Acórdão do Tribunal Central Administrativo Sul
Processo:532/97
Secção:Secção do Contencioso Administrativo - Tribunal Central Administrativo
Data do Acordão:06/08/2000
Relator:Magda Geraldes
Descritores:FALTAS AO SERVIÇO
JUNTA MÉDICA
PRINCIPIO DA JUSTIÇA
Sumário: I - A aplicação do regime legal previsto no artº 39º, nºl, do DL nº 497/88, de 30.12, de forma
imperativa, isto é, em termos de se não permitir ao funcionário a retoma das suas funções, quando já
esteja apto a retomar as mesmas, tal como o seu médico o atesta em documento escrito, só porque se
encontra a aguardar a realização da junta médica, impedindo-o de exercer as suas funções findo que foi
um período de ausência do serviço por doença, viola frontalmente o disposto no artº 58º da CRP, que
garante o direito ao trabalho, designadamente, o direito do funcionário a exercer efectivamente as suas
funções inerentes à sua profissão, sendo a conduta da Administração praticada ao abrigo de tal norma,
uma conduta ilegal, por aplicar norma que, violando materialmente o disposto no artº58º, nºl da CRP, se
tem de considerar inconstitucional.
II - Tendo um funcionário comparecido ao serviço, após ausência deste por motivo de doença,
pretendendo reassumir o exercício das suas funções por já se encontrar apto para tal, como o seu médico
o atesta, mas não o tendo feito por o órgão directivo da escola o não ter permitido, com invocação do
disposto no artº 39º nºl, do DL nº 497/88, de 30.12, tal facto não lhe pode ser imputável quer a título de
doença quer a qualquer outro, designadamente por estar a aguardar a realização da junta médica, sendo
tal ausência do serviço por parte do funcionário imputável à Administração, nos termos do disposto no
artº 70º, nº2 do DL nº 497/88, de 30.12 ( consideram-se "justificadas as faltas ocasionadas por
factos-não imputáveis ao funcionário ou agente e determinadas por motivos não previstos no presente
diploma que impossibilitem o cumprimento do dever de assiduidade (...)."

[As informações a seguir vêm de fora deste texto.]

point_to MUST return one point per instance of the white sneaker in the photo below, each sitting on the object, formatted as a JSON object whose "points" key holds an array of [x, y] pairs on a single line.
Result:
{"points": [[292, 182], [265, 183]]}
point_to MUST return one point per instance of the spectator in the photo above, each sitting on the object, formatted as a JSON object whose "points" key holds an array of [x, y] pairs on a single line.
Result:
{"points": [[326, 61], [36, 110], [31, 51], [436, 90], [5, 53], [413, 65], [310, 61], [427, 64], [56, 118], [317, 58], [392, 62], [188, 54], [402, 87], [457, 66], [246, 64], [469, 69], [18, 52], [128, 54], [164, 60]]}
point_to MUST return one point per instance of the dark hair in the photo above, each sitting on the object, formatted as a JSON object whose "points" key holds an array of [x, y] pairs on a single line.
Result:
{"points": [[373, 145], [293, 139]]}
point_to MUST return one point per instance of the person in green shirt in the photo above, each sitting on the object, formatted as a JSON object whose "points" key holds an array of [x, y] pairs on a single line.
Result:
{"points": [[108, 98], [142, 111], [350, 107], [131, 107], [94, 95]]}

III - A Administração, que em principio não pode recusar a aplicação da lei com fundamento na sua
inconstitucionalidade, está, todavia, sujeita ao principio da justiça - artº 266º, nº2 da CRP -, devendo
pautar a sua actividade por critérios materiais ou de valor, constitucionalmente plasmados, como por
exemplo o princípio da efectividade dos direitos fundamentais - entre eles o do direito ao trabalho do
artº52º da CRP - permitindo a observância de tal principio da justiça à Administração a obtenção de
uma solução justa relativamente aos problemas concretos que lhe caiba decidir.